Really, Really Unessential Government Personnel
90 percent of DoD civilians will go back to work soon. What message does that send?
Checking my Twitter feed yesterday while attending an academic conference in DC, quite possibly in violation of the terms of my furlough from the federal government, I got word that Secretary of Defense Chuck Hagel had ordered most DoD civilians back to work. The memorandum outlining the order is rather vague, in that it orders subordinate commanders to decide which workers come back, but the comptroller expects “more than 90 percent” of us to be recalled to duty. How long it will take and whether I’m among that 90 percent remains unclear, although I expect that I’ll back back at work no later than mid-week.
As I noted Thursday, Republican Congressional leaders, including Speaker of the House John Boehner and HASC Chairman Buck McKeon had urged Hagel to do this last Tuesday.
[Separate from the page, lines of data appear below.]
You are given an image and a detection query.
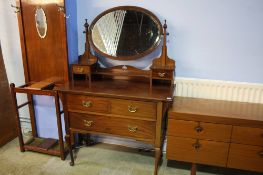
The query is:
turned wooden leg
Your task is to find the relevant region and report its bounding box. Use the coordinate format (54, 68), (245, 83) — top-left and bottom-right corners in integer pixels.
(66, 135), (74, 166)
(191, 163), (196, 175)
(154, 148), (161, 175)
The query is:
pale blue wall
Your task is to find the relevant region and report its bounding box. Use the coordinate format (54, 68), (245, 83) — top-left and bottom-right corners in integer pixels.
(76, 0), (263, 83)
(34, 0), (78, 138)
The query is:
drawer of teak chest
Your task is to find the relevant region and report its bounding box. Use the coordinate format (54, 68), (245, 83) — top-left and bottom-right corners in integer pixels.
(167, 136), (229, 167)
(152, 69), (173, 79)
(232, 126), (263, 146)
(227, 143), (263, 172)
(66, 94), (110, 113)
(72, 65), (90, 74)
(168, 119), (232, 142)
(111, 99), (156, 119)
(69, 113), (155, 142)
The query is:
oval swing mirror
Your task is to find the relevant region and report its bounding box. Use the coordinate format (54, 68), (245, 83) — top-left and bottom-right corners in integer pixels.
(35, 7), (47, 38)
(89, 6), (162, 60)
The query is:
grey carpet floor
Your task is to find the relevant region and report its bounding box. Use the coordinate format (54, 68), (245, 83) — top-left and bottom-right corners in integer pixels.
(0, 139), (263, 175)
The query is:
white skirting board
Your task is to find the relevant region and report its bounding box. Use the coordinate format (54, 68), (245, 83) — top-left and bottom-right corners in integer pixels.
(175, 77), (263, 103)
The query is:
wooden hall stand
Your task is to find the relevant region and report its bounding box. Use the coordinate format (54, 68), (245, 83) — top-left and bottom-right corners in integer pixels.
(167, 97), (263, 175)
(10, 82), (67, 160)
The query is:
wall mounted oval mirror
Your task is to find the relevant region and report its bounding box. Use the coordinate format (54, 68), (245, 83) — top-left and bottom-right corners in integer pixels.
(89, 6), (162, 60)
(35, 7), (47, 38)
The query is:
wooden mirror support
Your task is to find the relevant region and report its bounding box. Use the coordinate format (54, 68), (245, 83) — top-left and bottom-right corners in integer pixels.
(151, 20), (175, 85)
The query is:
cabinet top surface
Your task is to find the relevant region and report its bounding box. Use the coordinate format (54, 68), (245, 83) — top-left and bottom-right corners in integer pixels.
(58, 80), (174, 102)
(169, 97), (263, 127)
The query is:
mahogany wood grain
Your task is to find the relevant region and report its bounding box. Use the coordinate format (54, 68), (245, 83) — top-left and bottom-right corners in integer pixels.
(70, 113), (155, 140)
(0, 45), (17, 147)
(167, 119), (232, 142)
(227, 143), (263, 172)
(65, 94), (110, 113)
(232, 126), (263, 146)
(167, 136), (229, 167)
(111, 99), (156, 119)
(169, 97), (263, 128)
The delay was a function of the Pentagon making sure they had the legal authority to do this, deciding how far the authority extended, and, one presumes, getting buy-in from a president who both wants to get as many people back to work as soon as possible and yet understands that doing so for the most visible workers reduces pressure on Congressional Republicans to give in on the shutdown generally.
Two thoughts occur to me here.
First, there’s something extremely awkward about calling back 90 percent of your civilian workforce. Under the earlier sequestration furloughs (which occurred before I entered federal service) and this past week’s shutdown furloughs, there was at least the solidarity that came with virtually everyone being declared “unessential.” Indeed, there were constant jokes at the conference from those of us who teach at professional military education programs, Congressional Research Service researchers, and other furloughed employees who traveled on our own dimes about our shared fate. Now, though, we’re going to have a relative handful of our ranks who are going to be declared not only “unessential” but told that they do not “contribute to the morale, well-being, capabilities and readiness of service members.” That’s a morale killer.
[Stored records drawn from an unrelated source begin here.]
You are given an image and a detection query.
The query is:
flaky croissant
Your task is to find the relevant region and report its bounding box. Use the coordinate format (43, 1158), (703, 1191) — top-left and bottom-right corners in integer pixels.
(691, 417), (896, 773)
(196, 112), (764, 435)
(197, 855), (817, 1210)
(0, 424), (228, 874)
Second, as noted in my previous post, I’m uncomfortable with the process whereby we slowly un-furlough government employees on the basis of the visibility of our jobs to the American public. I’ll be happy to get back to work preparing the nation’s field grade officers for service in senior command and staff assignments. But the non-Defense and non-law enforcement workers who will remain furloughed are also in jobs created pursuant to laws passed by Congress. It’s simply insulting to have them sitting at home, under duress of not being able to feed their families or pay their mortgages, while our elected representatives continue their game of chicken.
There’s some comfort in knowing that, presuming the Senate goes along with the unanimous vote in the House, that everyone will get paid eventually. But the damage to morale caused by all this, to say nothing of the billions of dollars of wasted taxpayer money that will never be recouped, will be there long after this dispute is resolved.